Ottawa Muslims raise $12K for school with large Syrian refugee population
Money will fund outings, science projects and maybe even that 'truly Canadian' experience — a ski trip
Ottawa's Muslim community has donated $12,000 to fund field trips and other activities at an east-end public elementary school with a large number of Syrian refugee students.
Carson Grove Elementary School has welcomed 110 Syrian refugee children since February, accounting for more than one-third of the student population.
This was my introduction to Canada. It was the place where I integrated, the public school. And I cannot over-emphasize how important it is for kids.- Sheema Khan
Several mosques and Muslim associations banded together to raise the money, plus an additional $11,000 to be donated to other schools in Ottawa whose students are dealing with socio-economic hardships.
The fundraising was spearheaded by Sheema Khan, a Kanata woman who said she decided to help after being reminded of her own experience as a young immigrant in the Canadian public school system.
Public schools 'introduction to Canada'
"I was very emotional because it reminded me of when I came … I went to a school just like this," said Khan.
"This was my introduction to Canada. It was the place where I integrated, the public school. And I can not over-emphasize how important it is for kids," she said.
Khan said donations came from ordinary Muslims across Ottawa and Gatineau who want to give back to the community.

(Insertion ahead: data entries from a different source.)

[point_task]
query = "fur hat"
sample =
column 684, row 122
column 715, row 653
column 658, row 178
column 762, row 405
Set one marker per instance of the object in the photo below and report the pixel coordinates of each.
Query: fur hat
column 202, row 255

"So many of us either came here as immigrants and went through the public school system, or they have kids in the public school system. And just the idea [that] children in Ottawa, no matter what background, may not have the same start, or the same opportunities …That seemed a little unfair," said Khan.
Money will fund field trips, science fair projects
The money will be used to help students go on field trips to such local destinations as the Central Experimental Farm and the National Arts Centre It will also help with in-school activities such as concerts and science projects, according to Carson Grove principal Irene Cameron.
"They have one foot in one culture, and now they have the other foot in the Canadian culture," said Cameron, after receiving the $12,000 cheque on Wednesday.
"In many cases, because of the fact that they're just new, many opportunities are not available for them. So here at the school is where the opportunities can be made for them … We'd like to take the children downhill skiing, because that's something that's truly Canadian," she said.